In 1995, Mycobacterium bovis, the causative bacterium of bovine tuberculosis (bTB), was detected in 5 beef cattle operations in Alcona County, Michigan, USA. In accordance with Federal law, the operations were depopulated to prevent the spread of bTB. Subsequent wildlife surveillance programs identified high prevalence of M. bovis in mesocarnivores, including raccoons (Procyon lotor), which suggested that raccoons may be complicit in vectoring the pathogen among livestock operations. Our goal was to develop an empirical basis for generating hypotheses about the likelihood for raccoons to mediate the transmission of bTB to livestock. We found intersexual differences in scale-dependent resource selection and probability of spatial interaction that, under certain circumstances, may form the foundation for a sex-bias in disease transmission. Spatial dispersion of mixed-forest patches facilitated overlap of adjacent males, whereas female overlap zones included pastures. Within overlap zones, probabilities of interaction for male–male and male–female dyads were greater than for female–female dyads, although we documented an elevated likelihood of spatial interaction between raccoons and livestock around cattle-feeding troughs and water sources, regardless of sex.
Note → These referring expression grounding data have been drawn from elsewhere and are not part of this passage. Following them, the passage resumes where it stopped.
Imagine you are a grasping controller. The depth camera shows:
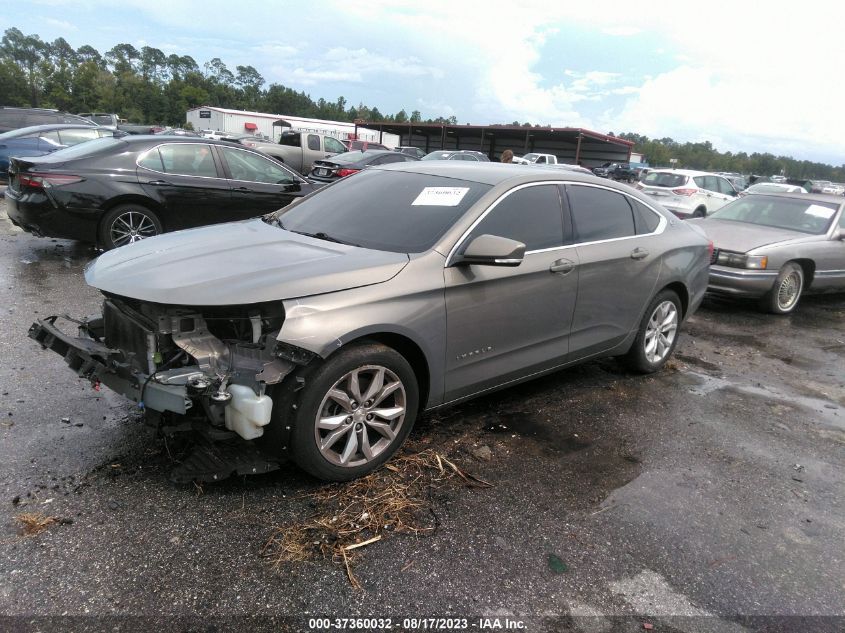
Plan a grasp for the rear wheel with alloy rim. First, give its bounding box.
[625,290,681,373]
[762,262,804,314]
[284,342,419,481]
[100,204,163,250]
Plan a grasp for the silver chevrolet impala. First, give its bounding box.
[30,161,712,480]
[691,193,845,314]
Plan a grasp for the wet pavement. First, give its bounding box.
[0,202,845,631]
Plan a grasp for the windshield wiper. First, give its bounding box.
[290,228,361,248]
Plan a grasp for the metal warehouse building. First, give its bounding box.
[186,106,399,147]
[358,121,634,169]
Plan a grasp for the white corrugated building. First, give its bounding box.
[186,106,399,147]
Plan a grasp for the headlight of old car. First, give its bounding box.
[716,251,769,270]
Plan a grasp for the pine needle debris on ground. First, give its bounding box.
[262,449,491,589]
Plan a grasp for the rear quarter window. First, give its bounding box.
[643,172,687,187]
[566,185,636,242]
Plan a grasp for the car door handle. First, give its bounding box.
[549,259,575,275]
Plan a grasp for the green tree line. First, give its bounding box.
[0,27,448,126]
[610,132,845,182]
[0,27,845,182]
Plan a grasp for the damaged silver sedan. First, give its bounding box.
[30,163,712,481]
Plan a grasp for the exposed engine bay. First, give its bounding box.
[29,293,314,440]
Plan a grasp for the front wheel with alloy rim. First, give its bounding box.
[100,204,163,250]
[761,262,804,314]
[625,290,681,373]
[284,342,419,481]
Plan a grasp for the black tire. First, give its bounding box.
[271,342,419,481]
[100,203,164,251]
[760,262,804,314]
[623,290,681,374]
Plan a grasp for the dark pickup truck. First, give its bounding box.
[593,163,638,182]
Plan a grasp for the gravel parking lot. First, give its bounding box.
[0,203,845,631]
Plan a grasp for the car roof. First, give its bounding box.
[755,191,845,205]
[0,123,105,135]
[648,169,724,178]
[370,160,628,186]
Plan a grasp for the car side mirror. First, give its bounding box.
[454,234,525,266]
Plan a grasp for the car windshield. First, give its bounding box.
[325,150,382,163]
[422,152,452,160]
[270,169,490,253]
[643,171,687,187]
[709,195,839,235]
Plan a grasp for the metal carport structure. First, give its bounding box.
[356,121,634,168]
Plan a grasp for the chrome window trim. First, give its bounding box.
[566,182,669,246]
[135,141,224,184]
[443,180,669,268]
[220,145,308,185]
[443,180,565,268]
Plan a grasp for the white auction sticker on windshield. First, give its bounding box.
[411,187,469,207]
[804,204,836,220]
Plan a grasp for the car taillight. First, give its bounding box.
[18,173,82,189]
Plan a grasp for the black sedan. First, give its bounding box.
[0,123,126,184]
[308,149,419,183]
[6,136,316,249]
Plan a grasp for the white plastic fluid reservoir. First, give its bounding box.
[226,385,273,440]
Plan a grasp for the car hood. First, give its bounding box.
[687,219,818,253]
[85,219,408,306]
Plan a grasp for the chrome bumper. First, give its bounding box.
[28,316,192,414]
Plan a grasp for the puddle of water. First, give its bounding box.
[685,371,845,429]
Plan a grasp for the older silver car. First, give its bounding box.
[691,193,845,314]
[30,161,710,480]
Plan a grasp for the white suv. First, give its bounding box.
[637,169,739,218]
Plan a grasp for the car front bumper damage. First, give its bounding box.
[29,300,301,440]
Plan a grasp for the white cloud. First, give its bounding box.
[44,18,79,31]
[283,68,364,86]
[601,26,642,37]
[250,42,301,57]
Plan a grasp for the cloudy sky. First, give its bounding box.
[0,0,845,166]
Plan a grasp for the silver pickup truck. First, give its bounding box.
[241,131,347,174]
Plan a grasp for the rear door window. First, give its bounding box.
[220,147,296,185]
[566,185,636,242]
[465,185,566,251]
[59,128,100,145]
[714,176,736,196]
[626,196,660,235]
[323,136,346,154]
[643,171,687,187]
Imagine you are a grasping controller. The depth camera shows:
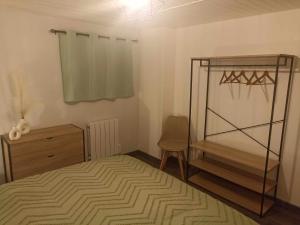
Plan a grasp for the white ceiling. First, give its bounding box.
[0,0,300,27]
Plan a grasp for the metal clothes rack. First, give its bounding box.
[186,54,295,216]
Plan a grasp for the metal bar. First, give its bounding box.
[206,120,283,137]
[0,136,8,183]
[204,60,210,140]
[208,108,277,154]
[274,57,295,200]
[201,64,285,67]
[185,59,194,182]
[260,57,280,216]
[49,29,139,43]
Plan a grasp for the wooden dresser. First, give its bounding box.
[1,125,85,182]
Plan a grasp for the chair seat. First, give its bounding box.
[158,139,188,152]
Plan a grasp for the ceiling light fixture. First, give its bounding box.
[119,0,151,11]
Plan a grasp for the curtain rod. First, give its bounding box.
[49,29,138,42]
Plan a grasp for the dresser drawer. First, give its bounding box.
[11,132,84,179]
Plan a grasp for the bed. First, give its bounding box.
[0,155,256,225]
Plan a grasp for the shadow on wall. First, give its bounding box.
[138,100,151,155]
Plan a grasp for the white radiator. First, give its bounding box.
[88,119,121,160]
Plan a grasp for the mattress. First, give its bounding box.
[0,156,256,225]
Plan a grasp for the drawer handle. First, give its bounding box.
[45,137,54,141]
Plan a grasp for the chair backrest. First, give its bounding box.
[160,116,189,141]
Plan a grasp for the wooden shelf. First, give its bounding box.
[190,159,276,193]
[189,173,274,214]
[191,141,279,172]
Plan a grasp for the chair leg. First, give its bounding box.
[177,152,184,180]
[160,150,168,170]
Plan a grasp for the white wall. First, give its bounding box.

Partial regressions generated by linear models indicated that distance between nearest-neighbor mixed-forest patches explained most of this observed variation. These results supported our prediction that forest patches juxtaposed with anthropogenic features fostered social tolerance between males and, thus, facilitated spatial interaction and exploitation of anthropogenic features. In raccoons, sex and landscape composition influenced pathogen transmission potential. We suggest that livestock producers locate livestock feeding and watering features away from forest patches to mitigate future outbreaks of bTB in endemic areas.